# We have frozen embies. Dh wants another baby but I don't want more tx help!



## elvie (Aug 13, 2004)

Hi,
Not been on here for a long time. Been burying my head in the sand but the issue doesn't go away.

I am blessed with my lovely Ds from our first cycle. After that I did one more fresh and two FET cycles, one further FET cycle got cancelled before ET as no embies thawed. I have had an early miscarriage, and an ectopic scare that ended up with me in hospital etc. (it wasn't an ectopic luckily just a second early mc). We have about 14 or 15 or so frozen embryos left from the last fresh cycle. 

The problem is I don't think I can face any more treatment although I'd quite like another dc. I haven't had as many cycles in total as some of you but it's all been dragging on, on and off for seven years.  

Part of the issue is in past cycles I've felt that dh has not been as supportive of my emotional needs as he could be (long story). This puts me off doing treatment again as I think it will break our relationship - past cycles have put quite a strain on it. 

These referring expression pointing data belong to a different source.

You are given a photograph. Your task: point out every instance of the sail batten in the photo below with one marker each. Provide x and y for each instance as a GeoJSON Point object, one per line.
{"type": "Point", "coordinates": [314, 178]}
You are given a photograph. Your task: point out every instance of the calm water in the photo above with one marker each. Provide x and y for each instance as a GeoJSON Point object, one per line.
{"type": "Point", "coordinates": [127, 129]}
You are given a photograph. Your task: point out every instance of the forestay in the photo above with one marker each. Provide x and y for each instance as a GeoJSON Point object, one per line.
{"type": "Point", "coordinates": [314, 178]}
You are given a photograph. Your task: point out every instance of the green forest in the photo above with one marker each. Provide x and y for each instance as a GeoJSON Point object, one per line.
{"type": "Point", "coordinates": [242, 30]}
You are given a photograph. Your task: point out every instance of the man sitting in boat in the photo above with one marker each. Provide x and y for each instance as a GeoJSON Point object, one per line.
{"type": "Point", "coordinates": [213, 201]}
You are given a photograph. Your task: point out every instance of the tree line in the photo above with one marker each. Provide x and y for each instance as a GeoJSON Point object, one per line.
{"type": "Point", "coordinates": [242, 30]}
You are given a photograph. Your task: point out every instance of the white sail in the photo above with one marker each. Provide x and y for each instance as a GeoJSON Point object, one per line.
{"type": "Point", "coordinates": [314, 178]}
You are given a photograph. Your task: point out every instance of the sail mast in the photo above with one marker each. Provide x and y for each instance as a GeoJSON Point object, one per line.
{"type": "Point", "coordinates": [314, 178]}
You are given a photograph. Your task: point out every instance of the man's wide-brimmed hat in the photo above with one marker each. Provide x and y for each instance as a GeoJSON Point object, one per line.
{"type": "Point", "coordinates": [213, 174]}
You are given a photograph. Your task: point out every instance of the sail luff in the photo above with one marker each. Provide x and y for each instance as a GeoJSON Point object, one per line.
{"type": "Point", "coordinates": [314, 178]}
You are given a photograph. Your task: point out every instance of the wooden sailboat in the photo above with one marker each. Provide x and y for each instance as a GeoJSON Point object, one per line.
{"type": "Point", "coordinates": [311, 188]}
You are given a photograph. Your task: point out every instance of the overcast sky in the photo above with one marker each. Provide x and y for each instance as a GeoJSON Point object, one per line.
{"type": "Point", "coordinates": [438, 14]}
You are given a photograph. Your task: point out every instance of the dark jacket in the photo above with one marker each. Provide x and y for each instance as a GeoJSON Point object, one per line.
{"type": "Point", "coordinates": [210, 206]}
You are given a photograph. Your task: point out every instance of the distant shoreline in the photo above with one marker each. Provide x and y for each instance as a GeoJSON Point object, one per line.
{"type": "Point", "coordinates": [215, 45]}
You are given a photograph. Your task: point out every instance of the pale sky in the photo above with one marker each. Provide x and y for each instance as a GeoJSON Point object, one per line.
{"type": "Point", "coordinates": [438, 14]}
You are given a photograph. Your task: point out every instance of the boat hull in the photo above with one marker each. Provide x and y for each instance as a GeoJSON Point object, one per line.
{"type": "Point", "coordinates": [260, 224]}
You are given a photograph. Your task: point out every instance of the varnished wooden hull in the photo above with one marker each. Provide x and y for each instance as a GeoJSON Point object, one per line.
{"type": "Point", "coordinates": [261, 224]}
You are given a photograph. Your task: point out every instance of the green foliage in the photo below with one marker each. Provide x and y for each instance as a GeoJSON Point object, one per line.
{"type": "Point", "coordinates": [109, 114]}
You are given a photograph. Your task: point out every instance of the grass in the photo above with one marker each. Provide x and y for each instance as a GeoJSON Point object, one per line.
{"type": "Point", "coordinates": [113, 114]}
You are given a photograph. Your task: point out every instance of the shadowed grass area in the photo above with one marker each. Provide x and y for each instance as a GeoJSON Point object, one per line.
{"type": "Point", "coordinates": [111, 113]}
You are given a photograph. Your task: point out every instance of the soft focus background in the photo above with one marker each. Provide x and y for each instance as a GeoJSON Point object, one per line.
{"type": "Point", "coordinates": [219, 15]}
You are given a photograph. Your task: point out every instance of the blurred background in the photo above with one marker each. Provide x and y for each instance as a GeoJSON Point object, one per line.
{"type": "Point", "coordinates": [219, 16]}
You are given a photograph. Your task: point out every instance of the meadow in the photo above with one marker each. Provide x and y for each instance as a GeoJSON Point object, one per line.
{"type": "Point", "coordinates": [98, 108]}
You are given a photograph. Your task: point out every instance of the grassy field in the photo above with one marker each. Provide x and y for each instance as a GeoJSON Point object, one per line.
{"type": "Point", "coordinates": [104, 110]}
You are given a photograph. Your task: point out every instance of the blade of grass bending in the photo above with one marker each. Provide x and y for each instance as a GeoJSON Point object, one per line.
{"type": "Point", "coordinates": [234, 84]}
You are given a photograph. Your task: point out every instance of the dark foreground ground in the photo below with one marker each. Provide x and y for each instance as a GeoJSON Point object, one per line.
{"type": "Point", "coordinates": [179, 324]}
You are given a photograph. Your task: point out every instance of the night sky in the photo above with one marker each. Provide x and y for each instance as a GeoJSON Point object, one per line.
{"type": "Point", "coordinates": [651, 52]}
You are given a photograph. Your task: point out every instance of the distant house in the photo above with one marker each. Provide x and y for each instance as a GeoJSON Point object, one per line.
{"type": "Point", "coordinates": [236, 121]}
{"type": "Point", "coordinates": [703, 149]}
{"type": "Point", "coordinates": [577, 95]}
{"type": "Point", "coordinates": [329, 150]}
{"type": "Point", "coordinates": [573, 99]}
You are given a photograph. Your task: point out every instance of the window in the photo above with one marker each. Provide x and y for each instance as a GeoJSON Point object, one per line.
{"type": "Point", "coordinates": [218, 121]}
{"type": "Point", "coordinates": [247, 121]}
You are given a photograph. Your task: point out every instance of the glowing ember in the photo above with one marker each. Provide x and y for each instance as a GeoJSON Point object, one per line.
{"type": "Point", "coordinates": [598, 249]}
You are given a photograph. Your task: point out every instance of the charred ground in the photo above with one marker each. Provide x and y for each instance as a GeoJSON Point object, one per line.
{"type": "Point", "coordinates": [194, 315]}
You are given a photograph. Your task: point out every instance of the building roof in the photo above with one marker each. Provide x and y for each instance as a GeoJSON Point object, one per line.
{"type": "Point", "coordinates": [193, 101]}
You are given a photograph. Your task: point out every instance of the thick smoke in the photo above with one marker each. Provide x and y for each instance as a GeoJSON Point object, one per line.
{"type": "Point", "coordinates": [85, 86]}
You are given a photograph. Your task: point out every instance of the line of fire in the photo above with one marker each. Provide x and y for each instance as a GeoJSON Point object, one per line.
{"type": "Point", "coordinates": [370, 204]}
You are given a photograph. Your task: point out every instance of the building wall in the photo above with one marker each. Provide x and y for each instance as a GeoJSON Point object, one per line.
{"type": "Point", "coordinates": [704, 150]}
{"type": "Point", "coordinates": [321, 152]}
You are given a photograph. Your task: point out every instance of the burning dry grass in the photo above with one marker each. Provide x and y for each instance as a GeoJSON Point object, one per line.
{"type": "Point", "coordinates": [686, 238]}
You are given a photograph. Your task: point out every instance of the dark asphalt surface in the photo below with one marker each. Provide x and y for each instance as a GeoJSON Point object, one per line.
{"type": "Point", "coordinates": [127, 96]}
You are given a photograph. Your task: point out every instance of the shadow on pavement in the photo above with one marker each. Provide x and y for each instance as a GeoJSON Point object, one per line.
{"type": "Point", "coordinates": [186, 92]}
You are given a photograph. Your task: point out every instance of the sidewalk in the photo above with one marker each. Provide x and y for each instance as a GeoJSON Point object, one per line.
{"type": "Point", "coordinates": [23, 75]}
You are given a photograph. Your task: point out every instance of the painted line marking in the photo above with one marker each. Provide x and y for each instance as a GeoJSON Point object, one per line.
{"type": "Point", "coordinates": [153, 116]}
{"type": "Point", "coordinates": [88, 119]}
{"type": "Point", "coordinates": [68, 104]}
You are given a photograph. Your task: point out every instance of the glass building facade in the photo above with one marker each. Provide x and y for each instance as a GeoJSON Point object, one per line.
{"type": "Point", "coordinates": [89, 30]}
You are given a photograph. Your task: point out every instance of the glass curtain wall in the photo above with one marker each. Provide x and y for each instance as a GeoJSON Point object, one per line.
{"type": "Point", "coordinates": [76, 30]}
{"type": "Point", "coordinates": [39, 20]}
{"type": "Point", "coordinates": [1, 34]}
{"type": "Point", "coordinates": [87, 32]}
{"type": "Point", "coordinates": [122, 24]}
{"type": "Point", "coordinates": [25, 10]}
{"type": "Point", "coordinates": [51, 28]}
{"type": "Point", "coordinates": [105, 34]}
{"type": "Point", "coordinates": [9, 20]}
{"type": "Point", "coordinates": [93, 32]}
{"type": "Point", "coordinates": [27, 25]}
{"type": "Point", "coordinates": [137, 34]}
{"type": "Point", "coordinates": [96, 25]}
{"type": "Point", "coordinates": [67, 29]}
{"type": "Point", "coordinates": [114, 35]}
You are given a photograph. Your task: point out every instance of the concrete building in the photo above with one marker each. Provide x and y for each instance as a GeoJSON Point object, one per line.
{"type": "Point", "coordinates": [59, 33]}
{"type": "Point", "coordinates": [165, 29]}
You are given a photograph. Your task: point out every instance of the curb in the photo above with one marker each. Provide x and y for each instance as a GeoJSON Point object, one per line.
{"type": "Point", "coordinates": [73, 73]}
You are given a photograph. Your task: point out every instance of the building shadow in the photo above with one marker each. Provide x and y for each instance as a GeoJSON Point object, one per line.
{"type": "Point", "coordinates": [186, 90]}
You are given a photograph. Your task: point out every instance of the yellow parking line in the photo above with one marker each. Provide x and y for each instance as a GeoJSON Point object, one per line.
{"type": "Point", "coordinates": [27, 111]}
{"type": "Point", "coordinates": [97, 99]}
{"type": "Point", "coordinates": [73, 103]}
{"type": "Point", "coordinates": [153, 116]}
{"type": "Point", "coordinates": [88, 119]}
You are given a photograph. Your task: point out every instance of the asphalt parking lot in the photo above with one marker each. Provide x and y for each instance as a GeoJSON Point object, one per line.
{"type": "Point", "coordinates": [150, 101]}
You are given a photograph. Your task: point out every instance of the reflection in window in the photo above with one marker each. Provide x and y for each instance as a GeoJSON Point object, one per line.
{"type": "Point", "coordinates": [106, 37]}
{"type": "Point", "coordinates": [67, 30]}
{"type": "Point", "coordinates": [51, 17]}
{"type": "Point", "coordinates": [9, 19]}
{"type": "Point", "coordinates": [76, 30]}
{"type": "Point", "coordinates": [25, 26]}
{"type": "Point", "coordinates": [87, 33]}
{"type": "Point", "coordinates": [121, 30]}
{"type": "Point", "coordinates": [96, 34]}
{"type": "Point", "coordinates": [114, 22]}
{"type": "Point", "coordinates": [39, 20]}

Now we're at the point where dh feels strongly we need to try and conceive with the frozen embies but we both agree if we do another cycle it will endanger our relationship and that there is a mismatch between the support I need and what in my view I get. 

We either try again and it will damage our relationship a lot or we don't and it will damage our relationship a lot. Any ideas or answers as it seems a stalemate? Dh thinks we could go down the surrogacy route but I'm not sure any surrogate would take us on over people who can't have any children at all or have had far more cycles.